King turned to a phrase in which Johnsen described women who became pregnant because they lack access to information about contraception as “losers in the contraception lottery…who no more consent to pregnancy than pedestrians consent to being struck by drunk drivers.”
“Pregnant mothers equivalent to being struck by drunk drivers when they become pregnant!” King said. “That reduces this thing down to an act of almost negligent violence if not willful violence. I think it’s an act of love.”
King’s oratory is hardly Ciceronian, but it resonates with Christian extremists and lights up the Senate switchboard.
Senatorial Courtesy—The opposition that King (and sixty-two other Republicans) engendered in the House works for John Cornyn in the Senate. The Texas senator described Johnsen as “a hardened partisan with apparent distain for her political opponents,” and he promised a filibuster.
If the Republicans filibuster, Senate Democrats threaten a floor debate focused on the torture and detention green-lighted by the Bush OLC. Johnsen’s nomination will test the resolve of the Democratic majority in the Senate and of the president.
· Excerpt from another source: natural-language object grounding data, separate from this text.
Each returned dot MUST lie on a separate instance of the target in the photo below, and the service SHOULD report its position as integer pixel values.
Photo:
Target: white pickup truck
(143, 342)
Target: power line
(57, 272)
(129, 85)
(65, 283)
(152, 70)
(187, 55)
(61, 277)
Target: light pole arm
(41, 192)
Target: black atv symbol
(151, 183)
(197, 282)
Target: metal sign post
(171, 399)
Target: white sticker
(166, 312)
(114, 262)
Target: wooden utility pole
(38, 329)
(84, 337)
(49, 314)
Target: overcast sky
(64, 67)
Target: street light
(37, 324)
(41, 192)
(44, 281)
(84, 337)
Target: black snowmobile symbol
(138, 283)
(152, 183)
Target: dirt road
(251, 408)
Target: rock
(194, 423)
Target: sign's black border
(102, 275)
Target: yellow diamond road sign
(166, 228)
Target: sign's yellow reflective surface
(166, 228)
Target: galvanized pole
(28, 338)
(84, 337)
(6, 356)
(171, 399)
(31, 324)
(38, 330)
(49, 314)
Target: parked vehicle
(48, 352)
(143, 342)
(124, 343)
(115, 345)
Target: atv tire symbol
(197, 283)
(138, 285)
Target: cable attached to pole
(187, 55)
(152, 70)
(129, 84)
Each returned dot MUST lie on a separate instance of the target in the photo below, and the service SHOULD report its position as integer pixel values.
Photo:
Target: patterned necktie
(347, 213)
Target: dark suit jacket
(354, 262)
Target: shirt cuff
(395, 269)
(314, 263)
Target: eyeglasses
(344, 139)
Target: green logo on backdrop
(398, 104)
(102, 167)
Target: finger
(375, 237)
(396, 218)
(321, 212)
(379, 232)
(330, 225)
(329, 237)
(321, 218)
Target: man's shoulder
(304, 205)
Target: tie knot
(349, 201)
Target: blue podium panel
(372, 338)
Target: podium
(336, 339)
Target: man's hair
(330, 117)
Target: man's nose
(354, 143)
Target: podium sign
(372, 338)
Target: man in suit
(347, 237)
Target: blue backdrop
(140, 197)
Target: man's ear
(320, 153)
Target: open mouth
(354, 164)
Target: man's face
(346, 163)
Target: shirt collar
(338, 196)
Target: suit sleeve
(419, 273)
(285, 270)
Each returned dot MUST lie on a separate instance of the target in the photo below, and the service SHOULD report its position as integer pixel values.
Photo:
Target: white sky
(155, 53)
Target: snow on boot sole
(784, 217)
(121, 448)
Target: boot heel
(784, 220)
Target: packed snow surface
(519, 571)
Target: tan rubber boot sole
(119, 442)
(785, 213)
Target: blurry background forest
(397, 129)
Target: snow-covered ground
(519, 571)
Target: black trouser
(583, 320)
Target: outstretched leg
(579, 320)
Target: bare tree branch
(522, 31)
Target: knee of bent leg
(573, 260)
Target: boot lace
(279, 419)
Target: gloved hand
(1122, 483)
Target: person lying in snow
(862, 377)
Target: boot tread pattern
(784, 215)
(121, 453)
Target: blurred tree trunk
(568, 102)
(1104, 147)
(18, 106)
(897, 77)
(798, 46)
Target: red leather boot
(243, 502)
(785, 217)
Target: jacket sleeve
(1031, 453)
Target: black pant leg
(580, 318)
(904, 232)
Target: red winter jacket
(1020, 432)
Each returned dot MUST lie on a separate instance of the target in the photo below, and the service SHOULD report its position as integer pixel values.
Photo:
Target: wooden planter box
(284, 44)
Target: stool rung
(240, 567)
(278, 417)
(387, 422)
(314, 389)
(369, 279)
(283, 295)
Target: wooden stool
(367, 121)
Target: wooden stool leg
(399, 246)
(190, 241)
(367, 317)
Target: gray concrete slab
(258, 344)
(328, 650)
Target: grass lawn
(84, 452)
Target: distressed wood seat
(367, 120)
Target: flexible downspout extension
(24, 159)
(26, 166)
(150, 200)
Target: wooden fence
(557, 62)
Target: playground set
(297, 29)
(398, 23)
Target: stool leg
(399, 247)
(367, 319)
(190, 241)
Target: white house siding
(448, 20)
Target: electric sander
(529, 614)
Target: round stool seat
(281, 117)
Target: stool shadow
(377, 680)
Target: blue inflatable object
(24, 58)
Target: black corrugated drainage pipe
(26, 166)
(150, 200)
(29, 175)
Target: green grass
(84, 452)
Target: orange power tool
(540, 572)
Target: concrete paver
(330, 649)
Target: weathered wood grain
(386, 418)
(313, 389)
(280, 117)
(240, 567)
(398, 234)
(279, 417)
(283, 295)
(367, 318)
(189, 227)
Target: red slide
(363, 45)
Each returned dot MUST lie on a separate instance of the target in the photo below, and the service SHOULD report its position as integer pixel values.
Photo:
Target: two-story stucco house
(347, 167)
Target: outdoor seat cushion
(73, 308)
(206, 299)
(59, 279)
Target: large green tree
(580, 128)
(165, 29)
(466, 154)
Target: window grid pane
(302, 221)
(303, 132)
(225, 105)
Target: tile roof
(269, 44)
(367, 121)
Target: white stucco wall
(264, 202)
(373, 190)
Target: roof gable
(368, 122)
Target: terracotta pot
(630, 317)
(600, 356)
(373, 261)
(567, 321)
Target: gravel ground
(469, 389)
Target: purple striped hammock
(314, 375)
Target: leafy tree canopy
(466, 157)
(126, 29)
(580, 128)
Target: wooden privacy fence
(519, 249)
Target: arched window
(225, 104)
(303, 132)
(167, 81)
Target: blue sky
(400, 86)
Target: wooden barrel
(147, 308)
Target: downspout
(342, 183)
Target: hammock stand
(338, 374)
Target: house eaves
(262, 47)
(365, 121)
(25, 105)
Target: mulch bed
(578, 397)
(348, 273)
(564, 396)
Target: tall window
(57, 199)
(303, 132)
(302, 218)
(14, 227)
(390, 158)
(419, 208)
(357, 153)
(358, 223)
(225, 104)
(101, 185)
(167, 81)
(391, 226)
It is also a prelude to the confirmation hearings and vote on the first Supreme Court vacancy Barrack Obama is expected to fill sometime during his first term.
Why did Arlen Specter, the ranking Republican on the Senate Judiciary Committee, put the imprimatur of a mainstream Senate Republican on the sort of calumny usually found in the wackosphere? Facing a primary challenge from Rep. Pat Toomey on the right, in a state in which the population is older and more parochially Roman Catholic than in any other state in the Union, Specter had to rebrand to be reelected. The collateral damage to Dawn Johnsen’s integrity is part of that rebranding process.